La caduta del mito dell’eccellenza lombarda

La colonna di mezzi militari porta via i feretri da Bergamo da destinare a crematori fuori regione, dopo aver ammassato bare nelle Chiese

Tutto ebbe inizio probabilmente a inizio gennaio nella regione più progredita d’Italia, con più legami finanziari e rapporti economici con Germania e Cina, la ricca Lombardia, la locomotiva d’Italia, nella seconda manifattura d’Europa. Lì forse si annidava il focolaio, nel bergamasco, quando si decise di far giocare due partite: Albino – Codogno (partita, girone B, giocata il 9 febbraio) e Atalanta – Valencia (coppa Uefa, il 19 febbraio, giocata a Milano). Il triangolo delle Bermude italiano – Val Seriana, Bergamo, Milano – che esporta il Coronavirus nel focolaio spagnolo di Valencia (poi la Spagna farà il patatrac festeggiando a Madrid l’8 marzo in piazza).

Il Coronavirus in Italia è quasi sotto controllo, con percentuali in linea con l’Europa e perfino con la Germania. Ma è in Lombardia che il tasso di mortalità raggiunge percentuali a doppia cifra.

Nell’analisi quantitativa dei fenomeni, quando un aggregato di dati è fortemente anomalo rispetto agli altri, esso deve essere scorporato e messo sotto la lente, proprio al fine di svolgere un’analisi corretta. Quindi, procediamo, esaminiamo il caso lombardo.

In Lombardia si contano più morti di Covid-19 che in Cina e Stati Uniti messi insieme. Cosa sta succedendo nella regione della capitale morale d’Italia?

Gli Stati Uniti sono riusciti ad acquistare in Lombardia mezzo milione di kit per individuare il contagio. Li hanno trasferiti a Memphis con un aereo cargo militare. Da Brescia, la Leonessa d’Italia, una città con 7300 contagiati e oltre mille morti.

Ma com’è possibile che un’azienda bresciana sia stata legittimata a vendere a prezzo di mercato tamponi agli USA, quando l’ISS, seguendo le direttive OMS (il cui Tweet “test – test -test!” ha fatto scuola nel mondo), preme per far effettuare tamponi sui sintomatici?

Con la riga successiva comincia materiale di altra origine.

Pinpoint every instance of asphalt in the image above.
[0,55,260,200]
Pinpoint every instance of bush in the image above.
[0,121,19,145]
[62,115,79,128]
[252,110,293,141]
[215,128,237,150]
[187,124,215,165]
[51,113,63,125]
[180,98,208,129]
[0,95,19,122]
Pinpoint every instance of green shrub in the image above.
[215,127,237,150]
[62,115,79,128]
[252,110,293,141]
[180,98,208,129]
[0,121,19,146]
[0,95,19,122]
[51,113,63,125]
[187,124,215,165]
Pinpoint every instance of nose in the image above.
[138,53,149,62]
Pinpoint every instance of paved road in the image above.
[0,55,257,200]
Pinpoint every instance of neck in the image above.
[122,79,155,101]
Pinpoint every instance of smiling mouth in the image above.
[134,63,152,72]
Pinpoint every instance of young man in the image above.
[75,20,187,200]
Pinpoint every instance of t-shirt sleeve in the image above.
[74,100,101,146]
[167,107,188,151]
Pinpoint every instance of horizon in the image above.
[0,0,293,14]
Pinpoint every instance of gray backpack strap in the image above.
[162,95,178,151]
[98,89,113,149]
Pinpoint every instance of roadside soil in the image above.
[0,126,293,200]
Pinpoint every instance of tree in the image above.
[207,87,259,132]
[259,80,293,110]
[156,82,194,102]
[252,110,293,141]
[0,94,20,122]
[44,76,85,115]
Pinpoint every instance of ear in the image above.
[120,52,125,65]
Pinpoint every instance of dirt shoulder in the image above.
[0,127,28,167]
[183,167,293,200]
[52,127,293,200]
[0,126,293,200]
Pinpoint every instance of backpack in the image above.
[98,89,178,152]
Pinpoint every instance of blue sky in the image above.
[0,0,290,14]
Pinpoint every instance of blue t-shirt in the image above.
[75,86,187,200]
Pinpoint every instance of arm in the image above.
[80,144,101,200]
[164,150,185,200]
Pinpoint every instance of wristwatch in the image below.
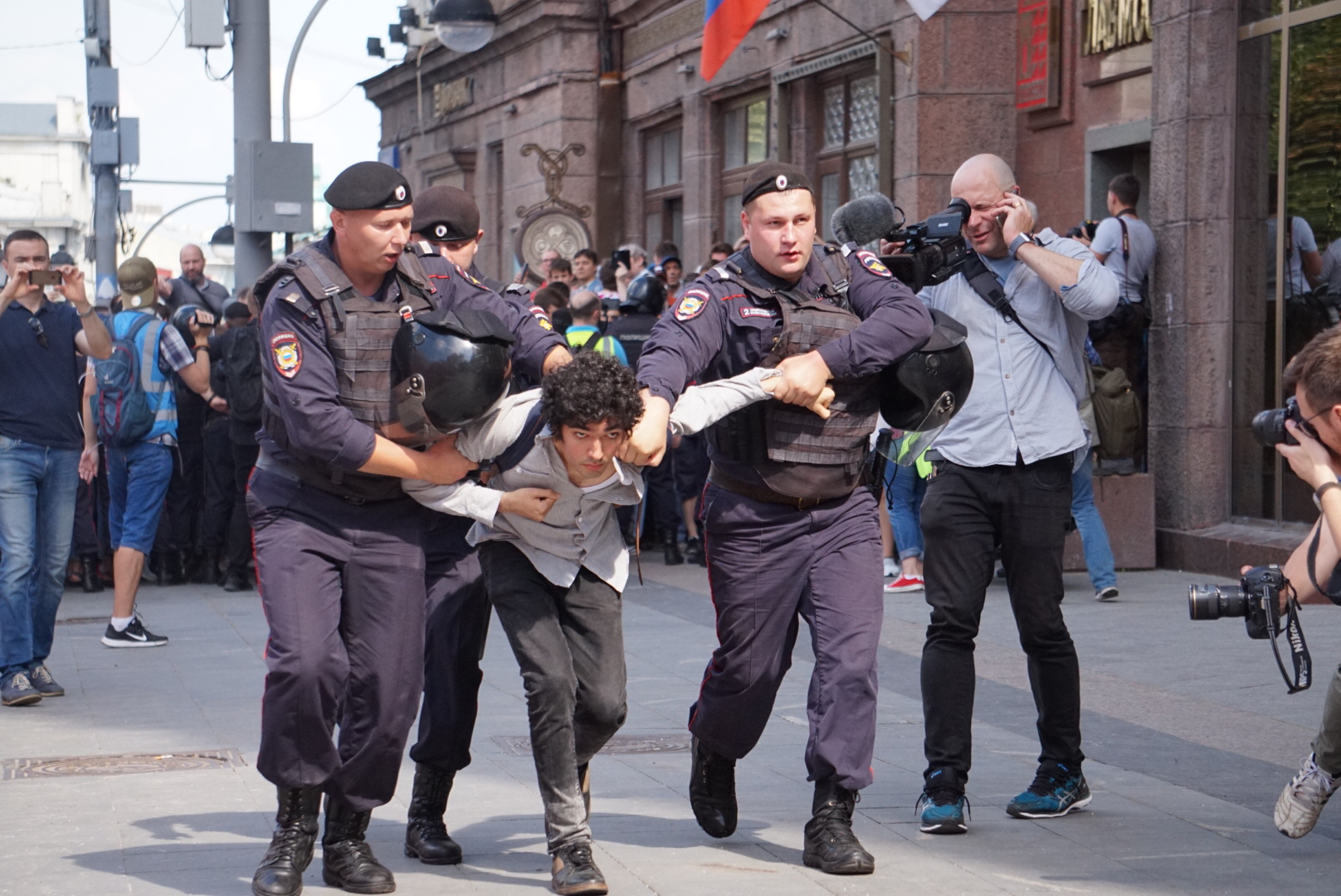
[1007,233,1039,257]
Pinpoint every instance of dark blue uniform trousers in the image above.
[246,470,427,811]
[690,485,884,790]
[410,513,490,772]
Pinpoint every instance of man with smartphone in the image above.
[0,231,111,705]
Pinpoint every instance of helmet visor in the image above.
[878,390,955,467]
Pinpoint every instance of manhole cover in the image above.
[0,750,246,781]
[494,733,690,757]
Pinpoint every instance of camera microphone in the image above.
[829,193,900,246]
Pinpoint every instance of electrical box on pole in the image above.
[233,141,313,233]
[183,0,224,47]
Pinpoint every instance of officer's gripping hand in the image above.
[773,352,831,416]
[761,377,834,421]
[499,489,559,523]
[620,389,670,467]
[418,432,479,485]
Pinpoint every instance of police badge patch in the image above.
[270,333,303,380]
[675,287,712,320]
[857,250,893,276]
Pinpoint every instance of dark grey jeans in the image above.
[480,542,627,852]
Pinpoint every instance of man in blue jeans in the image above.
[0,231,111,705]
[79,256,227,646]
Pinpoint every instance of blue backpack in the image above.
[93,314,163,448]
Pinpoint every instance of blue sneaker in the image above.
[917,787,968,835]
[1006,765,1091,818]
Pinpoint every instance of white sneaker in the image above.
[1275,752,1337,840]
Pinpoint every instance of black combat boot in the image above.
[79,554,102,594]
[252,787,322,896]
[690,738,736,837]
[405,762,461,865]
[322,796,396,894]
[802,781,875,874]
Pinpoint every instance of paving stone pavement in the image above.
[0,558,1341,896]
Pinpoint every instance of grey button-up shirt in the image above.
[919,231,1119,467]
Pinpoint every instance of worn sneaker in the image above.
[1275,752,1337,840]
[917,787,968,835]
[102,616,168,646]
[550,841,610,896]
[885,572,925,594]
[1006,765,1091,818]
[28,665,66,698]
[0,672,41,707]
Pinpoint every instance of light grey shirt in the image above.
[919,229,1117,467]
[402,368,781,592]
[1090,217,1154,302]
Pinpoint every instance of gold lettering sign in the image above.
[1084,0,1151,55]
[433,76,475,117]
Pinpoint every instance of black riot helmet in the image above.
[880,309,973,465]
[620,275,666,314]
[385,307,515,444]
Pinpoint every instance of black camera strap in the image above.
[1266,570,1313,694]
[960,252,1056,363]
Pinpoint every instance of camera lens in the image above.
[1187,585,1248,620]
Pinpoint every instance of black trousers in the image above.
[228,441,261,574]
[480,542,627,852]
[410,514,490,772]
[200,417,237,551]
[921,453,1085,789]
[246,470,425,811]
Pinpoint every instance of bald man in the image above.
[158,243,232,320]
[919,156,1119,835]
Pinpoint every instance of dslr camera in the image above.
[1187,563,1313,694]
[1252,396,1319,448]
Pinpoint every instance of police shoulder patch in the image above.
[270,331,303,380]
[675,285,712,320]
[857,250,893,276]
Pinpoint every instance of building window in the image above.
[817,72,877,240]
[642,122,684,248]
[1230,10,1341,523]
[720,95,768,244]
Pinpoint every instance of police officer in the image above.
[605,275,684,566]
[246,163,472,896]
[394,187,573,865]
[627,163,932,874]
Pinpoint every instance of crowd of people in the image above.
[28,156,1341,896]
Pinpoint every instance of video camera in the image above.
[830,193,973,292]
[1187,565,1313,694]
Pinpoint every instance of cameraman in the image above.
[1275,327,1341,837]
[900,154,1119,835]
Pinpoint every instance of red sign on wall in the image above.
[1015,0,1062,111]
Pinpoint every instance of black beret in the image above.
[324,163,410,212]
[740,163,816,205]
[410,187,480,243]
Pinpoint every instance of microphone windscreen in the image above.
[829,193,897,246]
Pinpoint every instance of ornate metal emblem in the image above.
[516,144,592,217]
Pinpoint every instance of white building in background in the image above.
[0,96,93,263]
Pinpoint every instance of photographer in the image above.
[1275,327,1341,837]
[900,154,1119,835]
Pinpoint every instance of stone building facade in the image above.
[365,0,1341,572]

L’azienda bresciana ha spiegato di aver venduto i kit diagnostici all’America di Trump perché la Regione Lombardia non era in grado di processare i test. La Germania sta effettuando 500mila tamponi a settimana, come ha spiegato l’eurodeputato e medico tedesco Liese. Nel nostro Paese, dall’inizio dell’epidemia, ne sono stati fatti poco più di 320 mila, ma il numero dei test non corrisponde al numero di persone sottoposte a tampone (perché una persona fa più test). L’Italia fa tamponi soltanto ai sintomatici, e in diverse regioni come la Lombardia soltanto a chi presenta sintomi sopra una certa gravità.

Ma non sono gli unici interrogativi rimasti inevasi nella Lombardia con 37mila contagiati e 5400 morti (dati 27 marzo 2020) ovvero la Regione, lo ripetiamo, con più morti di Cina e USA messi insieme.

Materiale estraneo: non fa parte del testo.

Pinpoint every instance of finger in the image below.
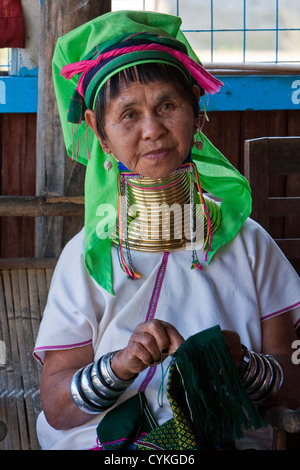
[162,322,185,355]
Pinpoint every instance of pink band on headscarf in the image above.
[61,43,223,96]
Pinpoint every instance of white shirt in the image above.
[35,219,300,450]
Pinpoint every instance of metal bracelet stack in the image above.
[240,345,283,405]
[70,351,135,414]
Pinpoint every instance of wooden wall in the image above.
[0,110,300,264]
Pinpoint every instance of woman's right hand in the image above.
[111,319,184,380]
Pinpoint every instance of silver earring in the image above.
[103,158,112,171]
[194,129,203,150]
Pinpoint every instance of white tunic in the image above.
[34,219,300,450]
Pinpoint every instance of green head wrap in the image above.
[53,11,251,294]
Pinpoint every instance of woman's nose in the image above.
[142,114,167,140]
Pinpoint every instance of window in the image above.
[0,49,10,75]
[112,0,300,64]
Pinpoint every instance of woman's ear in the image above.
[84,109,110,153]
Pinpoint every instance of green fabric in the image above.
[97,392,157,450]
[97,325,265,450]
[174,326,265,449]
[53,11,251,295]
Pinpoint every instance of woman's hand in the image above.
[111,319,184,380]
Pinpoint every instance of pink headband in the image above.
[61,43,223,97]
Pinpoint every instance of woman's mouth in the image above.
[143,148,170,160]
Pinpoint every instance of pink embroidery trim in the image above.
[261,301,300,325]
[33,339,93,365]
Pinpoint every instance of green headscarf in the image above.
[53,11,251,294]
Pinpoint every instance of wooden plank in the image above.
[35,0,111,257]
[0,114,36,256]
[0,196,84,217]
[269,197,300,217]
[2,270,23,450]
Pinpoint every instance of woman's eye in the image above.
[123,111,136,119]
[161,103,174,111]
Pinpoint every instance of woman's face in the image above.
[87,81,199,178]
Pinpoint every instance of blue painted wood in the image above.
[207,74,300,111]
[0,77,38,113]
[0,74,300,113]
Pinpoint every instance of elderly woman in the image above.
[35,11,300,449]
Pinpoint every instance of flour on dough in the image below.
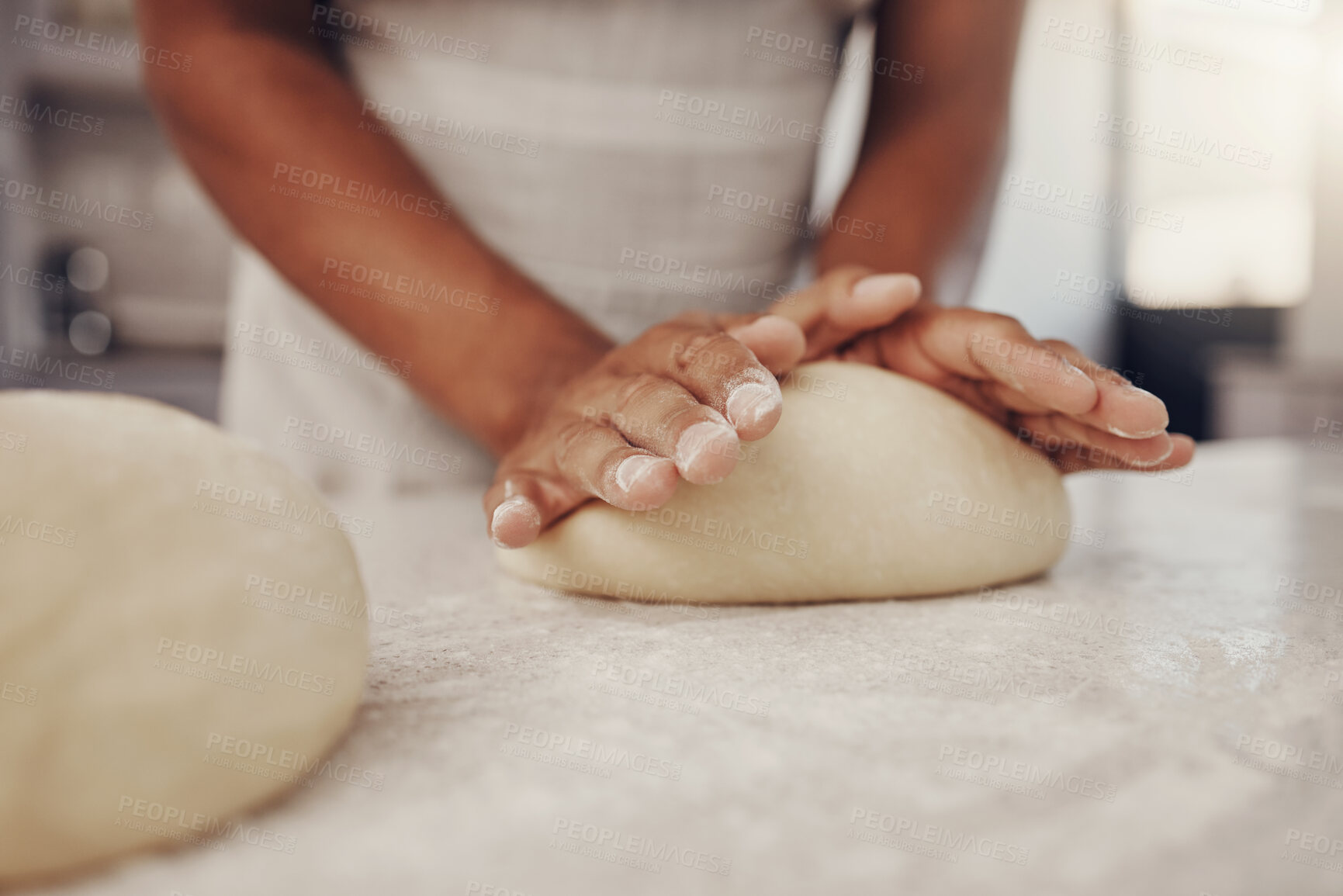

Un’altra domanda non ha ricevuto ancora risposta. L’Istituto Superiore di Sanità (ISS) aveva chiesto di fare una zona rossa nella Bergamasca, dove era stato individuato un focolaio nella zona di Alzano Lombardo e Nembro. Ma la Regione Lombardia dice che la risposta del governo non è mai arrivata: perché non è stata sollecitata? Perché la Lombardia è arrivata ad aver una mortalità del 10%, quando il tasso di mortalità nel mondo è meno della metà?

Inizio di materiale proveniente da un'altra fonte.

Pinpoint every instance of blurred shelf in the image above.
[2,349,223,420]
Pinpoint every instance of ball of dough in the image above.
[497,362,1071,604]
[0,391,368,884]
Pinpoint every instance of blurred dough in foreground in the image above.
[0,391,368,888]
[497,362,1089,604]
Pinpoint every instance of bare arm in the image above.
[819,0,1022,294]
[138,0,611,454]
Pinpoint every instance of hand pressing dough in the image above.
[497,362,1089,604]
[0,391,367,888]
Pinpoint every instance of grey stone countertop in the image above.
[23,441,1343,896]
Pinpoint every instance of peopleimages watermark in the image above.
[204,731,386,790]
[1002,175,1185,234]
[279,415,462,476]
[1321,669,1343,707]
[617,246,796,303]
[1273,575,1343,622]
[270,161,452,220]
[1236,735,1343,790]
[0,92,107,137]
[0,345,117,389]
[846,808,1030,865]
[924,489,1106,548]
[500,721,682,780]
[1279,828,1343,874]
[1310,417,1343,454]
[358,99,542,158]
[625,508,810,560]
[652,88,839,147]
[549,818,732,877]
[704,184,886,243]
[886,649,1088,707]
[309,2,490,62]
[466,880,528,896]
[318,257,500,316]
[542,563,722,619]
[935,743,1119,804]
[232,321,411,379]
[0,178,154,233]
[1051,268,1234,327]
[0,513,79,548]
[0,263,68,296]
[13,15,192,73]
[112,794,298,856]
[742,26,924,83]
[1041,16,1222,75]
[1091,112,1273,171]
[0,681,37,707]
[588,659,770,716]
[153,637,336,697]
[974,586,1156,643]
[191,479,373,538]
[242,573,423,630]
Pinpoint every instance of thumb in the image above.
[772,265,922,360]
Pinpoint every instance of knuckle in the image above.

In poche parole: cosa sta succedendo davvero nella regione Lombardia,  dove 310 contagiati si annidano solo fra infermieri e medici all’ospedale di Brescia. La sanità lombarda è un’eccellenza. Ma la regione, in piena pandemia da Coronavirus, pur vantando eccellenze che il mondo ci invidia, non ha un sistema di prossimità e di presidio territoriale. La regione non fa i tamponi a chi presenta sintomi sospetti (ma solo oltre una certa gravità), disattendendo le prescrizioni dell’ISS e  la raccomandazione “test – test – test!” dell’OMS. L’Emilia-Romagna. grazie a una sanità capillare, sta migliorando a vista d’occhio.